If you try and tessellate a square or a regular hexagon, you will succeed. But try as you may, you will never tessellate a regular pentagon, nor will you be able to tessellate a regular octogon. Why do some basic shapes tessellate while others do not? The answer lies in the angles.
If a basic shape tessellates, then its corners (or vertices) should all be able to meet at one single point. For example, in the image with the tessellating hexagons, there are certain points at which multiple vertices intersect. Anybody with a basic understanding of geometry knows that the total number of angle degrees surrounding a point totals 360, right? And a single vertex of a hexagon has 120 degrees, right?** So three hexagons' vertices can fit around one point (360 / 120 = 3). Look at the image again; this does hold true!
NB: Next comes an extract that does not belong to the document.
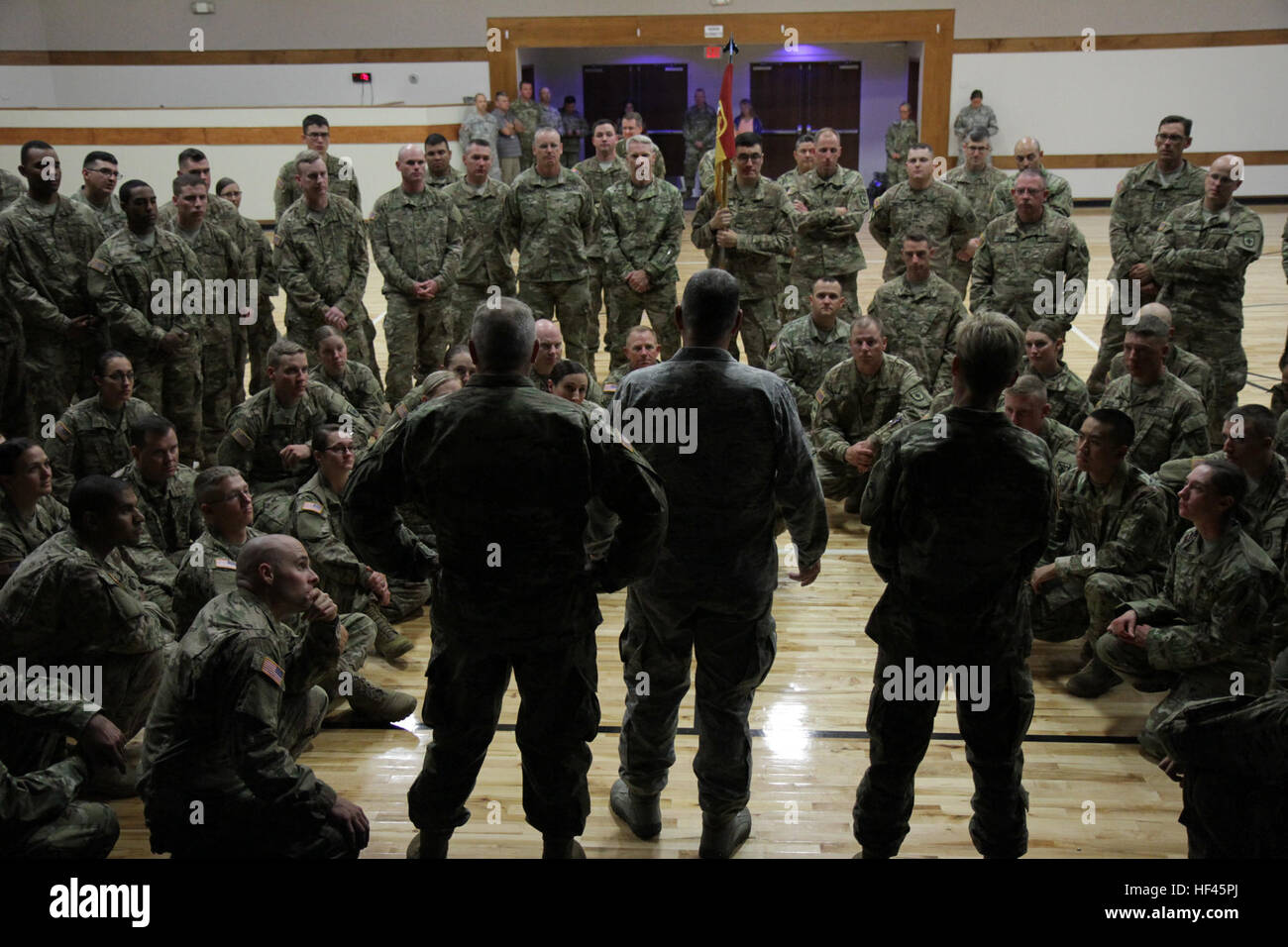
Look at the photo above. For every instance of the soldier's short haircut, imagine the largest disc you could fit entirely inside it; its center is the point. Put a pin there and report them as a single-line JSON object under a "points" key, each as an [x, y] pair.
{"points": [[207, 482], [1122, 428], [1028, 386], [565, 368], [322, 333], [11, 451], [104, 357], [990, 348], [709, 304], [1258, 421], [150, 424], [34, 145], [128, 188], [183, 180], [322, 436], [503, 337], [95, 493], [1150, 328], [191, 157], [307, 158], [279, 350]]}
So why doesn't a regular pentagon tessellate? Let's try it. Using our formula, we know that a regular pentagon has vertices measuring at 108 degrees. Therefore exactly three and one-third pentagon vertices can fit around that intersection point, as 360 / 108 = 3 1/3. Wait. That doesn't make sense. You can't just have 1/3 of a pentagon's vertex trying to squeeze its way into the tessellation. Nor can you just ignore it - remember, a tessellation can't have any gaps in addition to overlaps. So regular pentagons just won't tessellate.
How about squares? We already know they tessellate - come on, just envision a chessboard - but can we prove it? Simple! A square's vertex has 90 degrees, and 360 / 90 = 4, which means that an even four squares can fit around that intersection point. Decagons (10 sides)? A decagon's vertex has 144 degrees, and 360 / 144 = 2.5. No, a decagon will therefore not tessellate as we just can't accomodate that 0.5 of a decagon trying to fit in.
It turns out that we can develop a simple formula for deciding if a regular shape tessellates, based on the pattern you've probably noticed by now. Consider a to be the number of degrees in a vertex of the regular polygon in question. If 360 / a equals a whole number, then the shape tessellates. Otherwise, it will not tessellate. It's that simple.
**The formula for the number of degrees in a vertex of a regular polygon, for those that do not remember it, is [(n - 2) * 180] / n , where n is equal to the number of sides on the polygon. For a hexagon, this means [(6 - 2) * 180] / 6 = [4 * 180] / 6 = 720 / 6 = 120 degrees.